Profile: Zoont Foomby

Personal background
I'm living in Central, VT, working for an environmental science consulting firm doing GIS work. I am a fairly typical computer enthusiast in many ways, although my specific interests have always ended up being a little fringe-ish. I've been a huge fan of the parallel computing concept since I understood what it was, and eventually landed a quad-core Pentium III era Xeon machine for my personal workstation. At that time I was a huge BeOS user, thanks to a buddy from University who was really into Be and eventually went to work for them. At some point, however, I realized that despite my love for nifty hardware systems, such as SMP Xeon rigs, I just didn't have enough time or energy to keep the CPUs cranking on my own personal projects at full tilt... I was wasting electricty to keep the machine running when only one or two of the four CPUs was doing anything. So, I installed the classic SETI@Home client for BeOS, and joined 'Team BeOS' (or whatever it was called). I made some fair contributions to the team for a little while, but eventually, hardware moved on, and my needs moved on ... the machine ran BeOS until 2005, but I couldn't afford to keep it turned on all the time just cranking SETI work units, so it stayed turned off more and more. I graduated from that to using an iBook G4, which definitely didn't have enough extra power to spend doing SETI work units, so my contribution fell by the wayside. I'm now running a dual Quad-Core 3.0ghz Xeon Mac Pro, however, and realized I better keep it doing something :) Then recently I realized that my single quad core workstation at the office also was spending a lot of time turned on but not working hard. So I got it involved. It is just a Windows XP x64 workstation. I'm back trying to contribute, now, and hoping we can find something out there!

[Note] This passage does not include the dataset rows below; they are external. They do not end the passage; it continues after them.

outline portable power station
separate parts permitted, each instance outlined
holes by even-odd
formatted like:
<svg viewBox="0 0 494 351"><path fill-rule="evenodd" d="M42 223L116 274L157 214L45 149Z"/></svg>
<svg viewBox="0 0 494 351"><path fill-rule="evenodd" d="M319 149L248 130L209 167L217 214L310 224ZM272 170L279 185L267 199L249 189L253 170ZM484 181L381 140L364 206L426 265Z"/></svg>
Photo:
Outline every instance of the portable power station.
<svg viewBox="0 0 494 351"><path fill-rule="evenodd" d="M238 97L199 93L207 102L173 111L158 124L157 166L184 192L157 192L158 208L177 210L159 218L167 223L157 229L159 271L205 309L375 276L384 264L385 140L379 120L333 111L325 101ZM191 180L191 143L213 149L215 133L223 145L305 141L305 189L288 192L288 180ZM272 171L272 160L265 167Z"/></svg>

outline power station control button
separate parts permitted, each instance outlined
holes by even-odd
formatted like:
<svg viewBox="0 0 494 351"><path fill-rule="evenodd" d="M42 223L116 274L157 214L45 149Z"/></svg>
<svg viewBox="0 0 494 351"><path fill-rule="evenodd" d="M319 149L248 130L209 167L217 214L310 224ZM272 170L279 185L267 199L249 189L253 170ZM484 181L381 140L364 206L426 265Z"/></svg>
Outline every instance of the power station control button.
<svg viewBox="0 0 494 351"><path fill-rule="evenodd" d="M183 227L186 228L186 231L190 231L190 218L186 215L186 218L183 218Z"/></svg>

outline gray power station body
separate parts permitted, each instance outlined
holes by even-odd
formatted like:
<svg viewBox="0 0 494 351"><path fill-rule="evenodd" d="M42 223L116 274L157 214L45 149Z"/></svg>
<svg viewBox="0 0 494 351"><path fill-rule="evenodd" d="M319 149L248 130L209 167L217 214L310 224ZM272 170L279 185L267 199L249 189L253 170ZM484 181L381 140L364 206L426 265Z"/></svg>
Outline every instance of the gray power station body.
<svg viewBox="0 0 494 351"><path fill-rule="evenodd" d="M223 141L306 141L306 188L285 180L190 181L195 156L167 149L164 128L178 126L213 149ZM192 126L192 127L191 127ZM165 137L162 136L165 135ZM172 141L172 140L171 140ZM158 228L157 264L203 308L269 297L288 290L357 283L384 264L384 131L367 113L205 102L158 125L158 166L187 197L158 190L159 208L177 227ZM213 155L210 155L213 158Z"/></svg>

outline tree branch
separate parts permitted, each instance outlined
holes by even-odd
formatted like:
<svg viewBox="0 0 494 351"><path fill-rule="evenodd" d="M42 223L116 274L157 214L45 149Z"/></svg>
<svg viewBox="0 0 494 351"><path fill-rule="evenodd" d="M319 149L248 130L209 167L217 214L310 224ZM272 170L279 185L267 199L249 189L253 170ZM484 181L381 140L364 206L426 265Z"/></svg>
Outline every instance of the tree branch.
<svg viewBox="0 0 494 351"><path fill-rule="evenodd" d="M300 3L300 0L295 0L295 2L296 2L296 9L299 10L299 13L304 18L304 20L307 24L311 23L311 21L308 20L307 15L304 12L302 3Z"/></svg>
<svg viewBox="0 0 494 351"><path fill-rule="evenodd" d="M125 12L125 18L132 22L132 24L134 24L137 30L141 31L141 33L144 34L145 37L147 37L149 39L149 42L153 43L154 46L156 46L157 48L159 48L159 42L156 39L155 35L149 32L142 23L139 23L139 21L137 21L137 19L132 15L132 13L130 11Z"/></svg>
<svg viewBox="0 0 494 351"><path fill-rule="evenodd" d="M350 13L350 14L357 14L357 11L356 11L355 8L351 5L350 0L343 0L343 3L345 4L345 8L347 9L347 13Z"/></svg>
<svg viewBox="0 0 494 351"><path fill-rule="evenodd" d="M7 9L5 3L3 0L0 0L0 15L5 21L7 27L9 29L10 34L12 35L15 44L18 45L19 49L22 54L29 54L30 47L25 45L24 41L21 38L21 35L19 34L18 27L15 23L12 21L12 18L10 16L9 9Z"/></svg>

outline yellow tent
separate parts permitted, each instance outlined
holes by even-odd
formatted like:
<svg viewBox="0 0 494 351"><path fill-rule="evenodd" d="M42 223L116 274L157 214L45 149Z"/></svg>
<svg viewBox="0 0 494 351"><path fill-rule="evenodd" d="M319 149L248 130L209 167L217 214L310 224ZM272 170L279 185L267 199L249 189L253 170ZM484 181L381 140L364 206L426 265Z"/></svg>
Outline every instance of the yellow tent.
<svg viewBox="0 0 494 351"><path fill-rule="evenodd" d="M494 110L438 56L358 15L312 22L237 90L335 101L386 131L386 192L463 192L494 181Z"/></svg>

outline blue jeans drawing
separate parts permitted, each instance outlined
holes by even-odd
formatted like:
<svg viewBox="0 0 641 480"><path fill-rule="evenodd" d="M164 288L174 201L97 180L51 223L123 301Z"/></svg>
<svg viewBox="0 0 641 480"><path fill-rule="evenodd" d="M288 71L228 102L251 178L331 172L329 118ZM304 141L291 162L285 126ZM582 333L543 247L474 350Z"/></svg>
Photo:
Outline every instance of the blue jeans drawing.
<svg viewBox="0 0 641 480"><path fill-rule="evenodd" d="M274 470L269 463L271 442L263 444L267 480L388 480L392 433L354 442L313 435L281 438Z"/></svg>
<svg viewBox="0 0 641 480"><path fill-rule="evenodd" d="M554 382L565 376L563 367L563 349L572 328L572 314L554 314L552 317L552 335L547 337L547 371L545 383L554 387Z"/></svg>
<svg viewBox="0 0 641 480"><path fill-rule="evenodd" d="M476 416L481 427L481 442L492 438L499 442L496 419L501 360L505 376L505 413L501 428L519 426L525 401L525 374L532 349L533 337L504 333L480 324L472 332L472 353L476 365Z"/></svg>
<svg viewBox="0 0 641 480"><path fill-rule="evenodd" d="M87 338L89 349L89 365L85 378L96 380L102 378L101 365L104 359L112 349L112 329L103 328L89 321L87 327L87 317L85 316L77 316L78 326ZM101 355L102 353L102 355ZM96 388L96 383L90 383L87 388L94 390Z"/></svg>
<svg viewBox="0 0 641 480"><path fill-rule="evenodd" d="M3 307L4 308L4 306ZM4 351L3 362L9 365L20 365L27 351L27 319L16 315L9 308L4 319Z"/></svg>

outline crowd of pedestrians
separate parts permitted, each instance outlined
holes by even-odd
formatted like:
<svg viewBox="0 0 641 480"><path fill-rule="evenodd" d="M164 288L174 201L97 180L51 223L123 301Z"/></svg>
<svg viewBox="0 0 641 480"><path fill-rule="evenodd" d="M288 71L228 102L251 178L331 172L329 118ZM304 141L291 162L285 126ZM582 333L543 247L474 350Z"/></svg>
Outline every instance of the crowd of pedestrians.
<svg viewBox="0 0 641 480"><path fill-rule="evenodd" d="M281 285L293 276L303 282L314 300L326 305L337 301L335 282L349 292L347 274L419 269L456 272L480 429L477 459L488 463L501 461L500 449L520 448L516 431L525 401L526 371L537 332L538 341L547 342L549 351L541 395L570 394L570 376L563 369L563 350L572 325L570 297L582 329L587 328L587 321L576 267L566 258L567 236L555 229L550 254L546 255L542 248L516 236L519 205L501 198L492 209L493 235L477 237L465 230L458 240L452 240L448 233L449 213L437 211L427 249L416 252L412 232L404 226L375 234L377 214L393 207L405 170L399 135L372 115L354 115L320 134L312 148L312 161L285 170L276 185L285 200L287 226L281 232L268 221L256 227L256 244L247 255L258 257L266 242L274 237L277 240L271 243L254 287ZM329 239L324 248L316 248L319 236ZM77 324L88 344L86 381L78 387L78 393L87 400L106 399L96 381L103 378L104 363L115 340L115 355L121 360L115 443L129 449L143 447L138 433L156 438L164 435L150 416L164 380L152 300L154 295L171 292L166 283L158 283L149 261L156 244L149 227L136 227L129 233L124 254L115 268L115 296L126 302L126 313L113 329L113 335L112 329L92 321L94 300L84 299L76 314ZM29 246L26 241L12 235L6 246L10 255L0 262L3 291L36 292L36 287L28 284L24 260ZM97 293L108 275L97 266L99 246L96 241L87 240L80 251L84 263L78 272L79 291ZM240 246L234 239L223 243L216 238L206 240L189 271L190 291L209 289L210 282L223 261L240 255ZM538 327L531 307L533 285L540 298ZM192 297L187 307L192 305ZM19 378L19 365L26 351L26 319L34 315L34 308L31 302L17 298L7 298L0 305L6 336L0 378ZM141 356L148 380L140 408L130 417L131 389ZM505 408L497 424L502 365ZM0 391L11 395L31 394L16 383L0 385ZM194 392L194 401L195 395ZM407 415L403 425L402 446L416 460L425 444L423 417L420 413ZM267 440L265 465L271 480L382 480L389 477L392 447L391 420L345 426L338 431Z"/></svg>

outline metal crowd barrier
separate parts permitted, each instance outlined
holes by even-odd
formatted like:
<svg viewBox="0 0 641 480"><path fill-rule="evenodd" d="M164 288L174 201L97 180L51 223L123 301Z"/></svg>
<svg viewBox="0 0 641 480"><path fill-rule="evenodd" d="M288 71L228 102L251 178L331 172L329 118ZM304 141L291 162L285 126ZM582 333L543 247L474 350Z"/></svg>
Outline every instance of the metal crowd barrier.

Thoughts about SETI and SETI@home
Science is a religion in my mind, and I'm not a true believer. That said, whatever life is all about, it is ridiculous to believe that I/we are so special that there is nothing else going on. I have some doubt that ETI will communicate in a form that we can capture with our observatories ... but we simply don't have any better options, so we need to invest our energy into the only thing we've got until we come up with something better. The global computer - both of electronic processors and analog human minds - will only continue to increase in power, and having the infrastructure in place to make that work and take advantage of the interconnectedness of our reality is of unspeakable value. It saddens me that the US wants to pull out of Arecibo, but I know that what SETI@Home brought to the world can not be undone by shutting down the project - if Arecibo goes, we'll find another way to listen for, peer into, watch, and process the signs and signals that the higher reality is sending to us.